Another lesson, learnt in America , was to never put a desk between patient and practitioner.
“Don’t put the desk in front of you, put the desk against a wall and the person beside you so you haven’t got a barrier on the journey. You do the hearing aid journey together,” Mike explains.
Trish says her husband is incredibly service orientated. “We’ve always run our businesses with that in mind from the front desk right through. Leading from Mike, there’s no one person more important than the next.”

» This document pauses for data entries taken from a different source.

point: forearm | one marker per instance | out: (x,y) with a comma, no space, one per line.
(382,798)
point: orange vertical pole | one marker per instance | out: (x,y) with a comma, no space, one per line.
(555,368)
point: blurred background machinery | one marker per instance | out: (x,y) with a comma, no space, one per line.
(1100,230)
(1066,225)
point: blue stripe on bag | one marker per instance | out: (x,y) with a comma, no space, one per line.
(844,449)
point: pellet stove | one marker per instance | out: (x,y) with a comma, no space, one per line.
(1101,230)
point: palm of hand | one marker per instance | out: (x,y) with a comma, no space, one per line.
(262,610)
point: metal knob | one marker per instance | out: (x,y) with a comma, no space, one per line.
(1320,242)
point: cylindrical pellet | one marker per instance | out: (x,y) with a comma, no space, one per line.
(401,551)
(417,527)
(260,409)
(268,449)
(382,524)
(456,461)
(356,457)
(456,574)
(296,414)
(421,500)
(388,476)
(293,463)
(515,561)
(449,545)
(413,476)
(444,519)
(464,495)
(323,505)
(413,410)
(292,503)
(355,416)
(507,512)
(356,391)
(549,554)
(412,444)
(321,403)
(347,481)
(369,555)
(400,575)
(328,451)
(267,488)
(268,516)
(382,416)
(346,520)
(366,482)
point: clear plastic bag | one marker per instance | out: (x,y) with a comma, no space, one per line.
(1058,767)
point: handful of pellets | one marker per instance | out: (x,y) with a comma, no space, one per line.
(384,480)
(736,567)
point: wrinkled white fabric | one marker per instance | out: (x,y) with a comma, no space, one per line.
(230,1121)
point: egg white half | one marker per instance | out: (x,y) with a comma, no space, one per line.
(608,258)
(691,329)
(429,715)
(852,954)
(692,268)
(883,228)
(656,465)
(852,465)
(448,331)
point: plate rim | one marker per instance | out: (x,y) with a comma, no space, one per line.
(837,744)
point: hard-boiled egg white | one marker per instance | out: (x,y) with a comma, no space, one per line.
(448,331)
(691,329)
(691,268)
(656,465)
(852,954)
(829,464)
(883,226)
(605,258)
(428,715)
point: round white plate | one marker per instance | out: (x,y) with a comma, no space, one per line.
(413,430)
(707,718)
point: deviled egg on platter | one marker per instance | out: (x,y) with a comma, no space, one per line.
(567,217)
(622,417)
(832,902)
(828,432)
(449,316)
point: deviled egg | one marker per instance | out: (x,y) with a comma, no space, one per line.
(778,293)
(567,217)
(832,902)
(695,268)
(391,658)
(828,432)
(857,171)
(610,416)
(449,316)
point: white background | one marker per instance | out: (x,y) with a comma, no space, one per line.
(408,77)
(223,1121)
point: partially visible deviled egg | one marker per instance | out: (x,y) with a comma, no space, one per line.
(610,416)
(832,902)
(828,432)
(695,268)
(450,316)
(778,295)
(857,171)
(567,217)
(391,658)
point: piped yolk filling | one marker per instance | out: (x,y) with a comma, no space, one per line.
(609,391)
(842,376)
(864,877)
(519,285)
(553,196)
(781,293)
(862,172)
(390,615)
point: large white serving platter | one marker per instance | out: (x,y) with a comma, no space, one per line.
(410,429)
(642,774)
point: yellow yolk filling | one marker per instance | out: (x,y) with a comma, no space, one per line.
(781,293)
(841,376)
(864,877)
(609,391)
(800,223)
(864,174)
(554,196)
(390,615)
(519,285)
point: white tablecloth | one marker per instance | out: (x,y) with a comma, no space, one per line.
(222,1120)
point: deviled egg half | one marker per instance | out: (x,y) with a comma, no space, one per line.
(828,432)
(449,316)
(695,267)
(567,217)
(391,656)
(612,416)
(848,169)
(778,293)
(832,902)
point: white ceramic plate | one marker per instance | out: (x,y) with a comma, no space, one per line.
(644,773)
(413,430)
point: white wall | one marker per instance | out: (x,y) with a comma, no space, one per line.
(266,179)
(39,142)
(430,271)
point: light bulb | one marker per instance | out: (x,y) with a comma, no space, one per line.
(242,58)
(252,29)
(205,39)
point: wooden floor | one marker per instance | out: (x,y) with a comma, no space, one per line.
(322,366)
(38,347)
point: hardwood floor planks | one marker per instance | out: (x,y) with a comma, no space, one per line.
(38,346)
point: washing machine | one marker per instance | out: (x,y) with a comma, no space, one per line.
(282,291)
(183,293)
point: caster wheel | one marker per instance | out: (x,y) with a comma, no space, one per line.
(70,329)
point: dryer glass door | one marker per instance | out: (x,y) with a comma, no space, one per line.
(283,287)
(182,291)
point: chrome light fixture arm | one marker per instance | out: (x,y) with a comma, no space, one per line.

Mike also emphasises the importance of client relationships and business acumen. “I say to clients, when I’m selling hearing aids, I have to be a good salesman because I’m selling you something you don’t want. I also put one hand up in the air and the other down below and say we meet in the middle.”
His father was still selling hearing aids while aged in his 80s, highlighting his dedication to the profession. Before he died at 85, he was even trying to sell hearing aids to a man in hospital in the opposite bed, Trish recalls.
While Trish, Total Hearing’s operations manager, and Mike are in the process of selling their last business so they can retire, his retirement plans are different from his father’s. He plans to spend more time volunteering with the RSPCA and driving its local wildlife ambulance.
Some voluntary hearing care work may also be on the cards as many years ago he flew fortnightly to Fiji from New Zealand to work with an ENT surgeon in a medical centre.
Mentoring is another possibility. “There’s many new startups now and Mike and I were saying the other day it’s almost a tragedy that there’s so much knowledge between the two of us that’s not being shared; we could help people,” Trish says. “Mike knows how to win and lose, and that’s invaluable.”